19 Nisan 2013 Cuma

NE İZLESEK BU HAFTA?

NE İZLESEK?
Ben geçen hafta sonu Oblivion adlı filmi izledim,
bilim  kurgu tarzında bir film, baş rolde Tom Cruise var.
MOrgan Freeman, Olga Krylenko da var filmde.

Tom Cruise bu filmde bir teknisyeni canlandırıyo, insansız hava araçlarını kumanda eden, onaran bir teknisyen...Dünyada insan ırkı adına çok az insan var, Scav diye bir tehlike, bir düşman var üstelik. Dünyada yaşanacak yer kalmamış pek...izlerken hüzün veren görüntüler, çok gerçekçi manzaralar...


Jack-Tom görevini bitirmek üzeredir ki birden işler renk değiştirir...
Bu filmi izlemenizi öneririm, Dünyanın gelecekte olabileceği hali belki de budur...böyle giderse yani:((
10 üstünden 8 derim ben, nacizane görüşüm budur.
Oblivion filmi:  bakış açısı olarak Ada-The Island- filmine de benziyor, senaryo çok yakın geldi bana.


Gerçi eskidi Ada...üstünden yıllar geçti belki ama ben hala unutmuş değilim ki Ada filmini önermiştim önceki yazılarımdan birinde.

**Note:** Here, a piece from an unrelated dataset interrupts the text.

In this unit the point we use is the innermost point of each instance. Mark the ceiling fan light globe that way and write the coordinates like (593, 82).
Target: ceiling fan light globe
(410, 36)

Scarlett Johanson, Evan  McGREGOR  ve Mıchael Clarke Duncan gibi oyuncuların yer aldığı o film de izlenmeye değerdi.

Sizlerin bu sıralar önerdiği filmler var mı?
*Mesela Kelebeğin Rüyası filmi? nasıl acaba...
-gitmek gelmedi içimden bu filme nedense, çok konuşulup çok eskitildiği için olabilir...

*"Selam"  filmini izleyen bir yakınımdan beğenilerini dinledim, duygusal bir film diye okudum. İzlemiş değilim.
İşte benden size bugünlük de bu kadar değerli okurlarım.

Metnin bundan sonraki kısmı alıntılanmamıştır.